Pero la extrañeza o dificultad para analizar algunas de las cosas que nos pasan -por ejemplo, con la notable inflación en un contexto de output gap negativo, o la falta de concordancia entre los niveles récord de empleo y recaudación y la evolución del PIB, por debajo de lo esperado- no nos deben hacer dimitir de la responsabilidad de estudiar lo que está ocurriendo y de intentar comprenderlo, para así mejor ajustar nuestras expectativas y la política económica, a sabiendas del nivel de incertidumbre que vivimos.

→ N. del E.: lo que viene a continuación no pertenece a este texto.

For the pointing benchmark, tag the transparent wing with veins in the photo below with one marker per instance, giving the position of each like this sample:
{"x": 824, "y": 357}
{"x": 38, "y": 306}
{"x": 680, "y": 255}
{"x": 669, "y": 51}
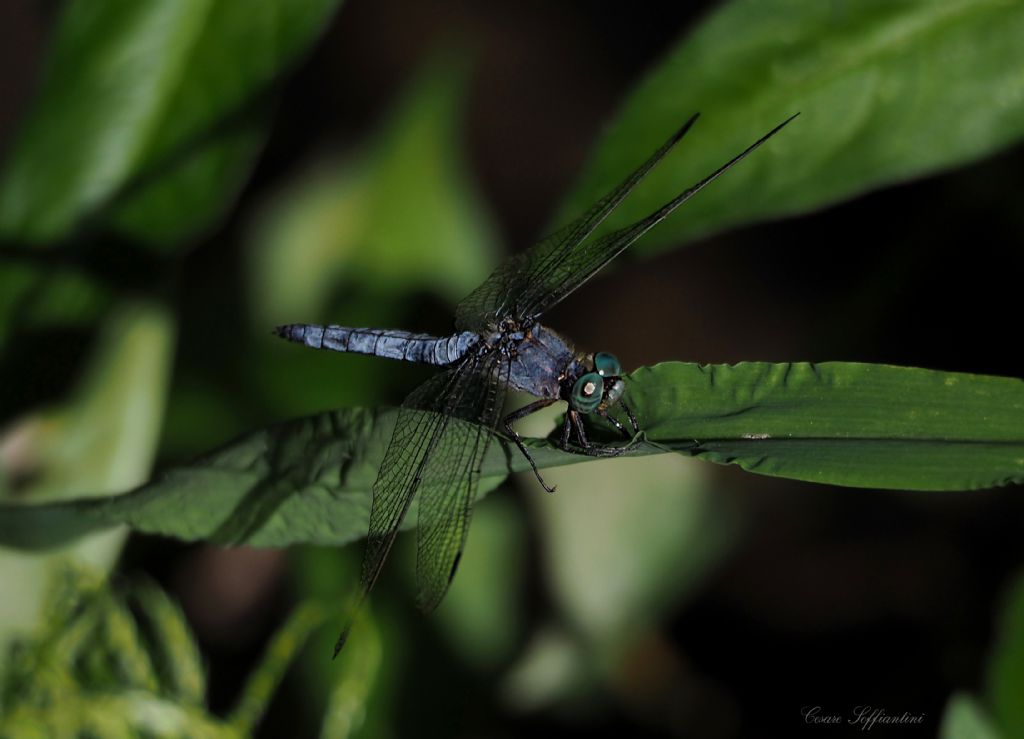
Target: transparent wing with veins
{"x": 440, "y": 437}
{"x": 501, "y": 294}
{"x": 529, "y": 284}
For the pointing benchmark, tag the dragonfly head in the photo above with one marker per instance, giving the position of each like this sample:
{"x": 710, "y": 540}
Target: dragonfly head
{"x": 599, "y": 388}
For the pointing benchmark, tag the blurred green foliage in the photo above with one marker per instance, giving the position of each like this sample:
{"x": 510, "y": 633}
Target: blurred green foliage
{"x": 145, "y": 126}
{"x": 108, "y": 662}
{"x": 886, "y": 91}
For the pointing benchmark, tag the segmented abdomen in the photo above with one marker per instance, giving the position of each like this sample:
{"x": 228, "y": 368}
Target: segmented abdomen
{"x": 379, "y": 342}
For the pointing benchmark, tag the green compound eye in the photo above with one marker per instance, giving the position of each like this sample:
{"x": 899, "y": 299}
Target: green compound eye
{"x": 587, "y": 393}
{"x": 607, "y": 364}
{"x": 614, "y": 392}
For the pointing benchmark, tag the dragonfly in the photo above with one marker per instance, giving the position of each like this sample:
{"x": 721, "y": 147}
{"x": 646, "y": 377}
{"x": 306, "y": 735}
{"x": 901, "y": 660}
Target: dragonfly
{"x": 445, "y": 426}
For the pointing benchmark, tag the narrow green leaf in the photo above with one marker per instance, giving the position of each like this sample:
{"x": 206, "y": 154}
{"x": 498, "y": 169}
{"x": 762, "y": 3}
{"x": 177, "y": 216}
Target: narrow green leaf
{"x": 845, "y": 424}
{"x": 888, "y": 91}
{"x": 151, "y": 104}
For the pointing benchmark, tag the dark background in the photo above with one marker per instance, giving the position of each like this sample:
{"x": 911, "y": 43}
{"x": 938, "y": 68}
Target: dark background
{"x": 834, "y": 597}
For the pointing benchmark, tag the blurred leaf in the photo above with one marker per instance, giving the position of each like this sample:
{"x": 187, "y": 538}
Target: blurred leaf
{"x": 483, "y": 610}
{"x": 33, "y": 295}
{"x": 553, "y": 668}
{"x": 280, "y": 654}
{"x": 858, "y": 425}
{"x": 101, "y": 441}
{"x": 888, "y": 91}
{"x": 964, "y": 719}
{"x": 401, "y": 216}
{"x": 1006, "y": 664}
{"x": 85, "y": 670}
{"x": 355, "y": 693}
{"x": 90, "y": 668}
{"x": 174, "y": 652}
{"x": 150, "y": 109}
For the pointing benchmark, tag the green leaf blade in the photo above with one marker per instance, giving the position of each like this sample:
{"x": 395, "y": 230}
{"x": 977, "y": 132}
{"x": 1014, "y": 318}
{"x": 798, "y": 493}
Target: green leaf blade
{"x": 841, "y": 423}
{"x": 310, "y": 480}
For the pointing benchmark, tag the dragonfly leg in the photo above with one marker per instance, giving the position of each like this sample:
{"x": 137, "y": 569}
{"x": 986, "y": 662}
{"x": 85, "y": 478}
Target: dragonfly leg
{"x": 633, "y": 419}
{"x": 521, "y": 414}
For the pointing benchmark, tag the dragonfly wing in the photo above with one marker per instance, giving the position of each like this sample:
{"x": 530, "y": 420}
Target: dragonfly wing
{"x": 574, "y": 266}
{"x": 502, "y": 293}
{"x": 440, "y": 435}
{"x": 451, "y": 477}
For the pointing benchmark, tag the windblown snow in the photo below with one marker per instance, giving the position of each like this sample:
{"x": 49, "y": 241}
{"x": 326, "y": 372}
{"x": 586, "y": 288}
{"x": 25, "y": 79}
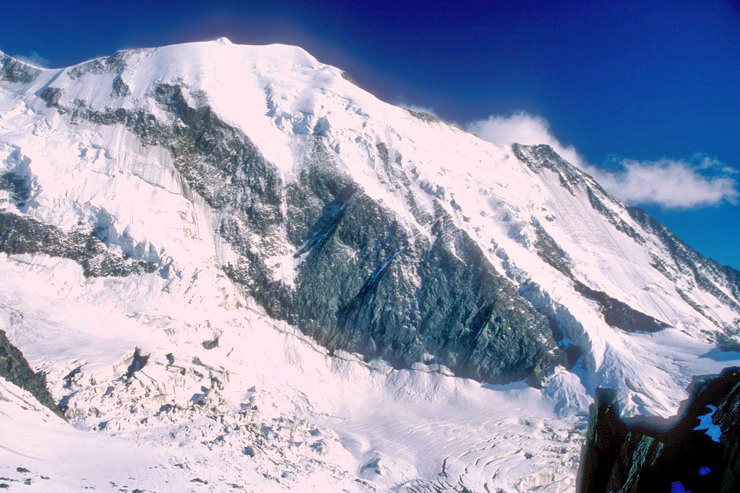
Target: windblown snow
{"x": 175, "y": 380}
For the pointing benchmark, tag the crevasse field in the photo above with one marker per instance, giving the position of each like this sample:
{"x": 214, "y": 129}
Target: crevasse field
{"x": 174, "y": 378}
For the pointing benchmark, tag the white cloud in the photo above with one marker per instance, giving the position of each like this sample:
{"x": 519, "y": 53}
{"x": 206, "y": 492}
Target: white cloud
{"x": 669, "y": 183}
{"x": 678, "y": 184}
{"x": 415, "y": 107}
{"x": 34, "y": 59}
{"x": 522, "y": 128}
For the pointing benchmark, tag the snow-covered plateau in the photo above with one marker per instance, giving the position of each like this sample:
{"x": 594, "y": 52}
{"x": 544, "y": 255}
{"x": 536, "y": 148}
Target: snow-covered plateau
{"x": 238, "y": 271}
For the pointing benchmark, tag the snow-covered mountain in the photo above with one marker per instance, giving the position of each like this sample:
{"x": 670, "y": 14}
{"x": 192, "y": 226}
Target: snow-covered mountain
{"x": 234, "y": 267}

Por eso mismo, porque no hay una hoja de ruta muy clara, la tentación de adherirse a dogmas y esquemas que, si bien no añaden nada, nos permiten mantenernos en la conversación, es cuanto menos, alta. Pero hay que resistirse a ella. Evaluar la política económica de la recuperación postcovid es una tarea compleja y no se puede despachar con cuatro improperios maquillados de datos. Necesitamos una revisión sincera si no queremos caer en un triunfalismo injustificado o en una crítica sin fundamento. Y para ello nada mejor que utilizar los datos.

Y los datos son que España inició el año 2021 con la previsión de un crecimiento robusto, a la cabeza de la eurozona, y va a terminar el año con una revisión del crecimiento de alrededor de dos puntos por debajo de lo previsto. Dos puntos. No medio punto ni unas décimas. Se puede argumentar que la histéresis hizo aparición y que la caída de 2020 fue mayor que en otras economías y que por eso España tarda más en recuperarse. Es plausible. Se puede argumentar que la caída del turismo internacional ha sido mayor de la estimada. También es plausible. Y también es plausible preguntarse si, viendo empeorar las condiciones, España debía mantener su timón fijo o si bien se debería haber modulado la política económica. Hay quien opina que el timón fijo era la respuesta. Hay quienes pensamos que el empeoramiento de la primera parte del año merecía una modulación de la respuesta de política económica. Estando ambos grupos de acuerdo en que la respuesta que se ofreció en 2020 era la necesaria, el desacuerdo ha surgido en cómo se ha gestionado este año. ¿Debía España haber incrementado los estímulos a lo largo de 2021 a la luz de la desaceleración de la recuperación? ¿Debía haber mantenido el mismo nivel de estímulos?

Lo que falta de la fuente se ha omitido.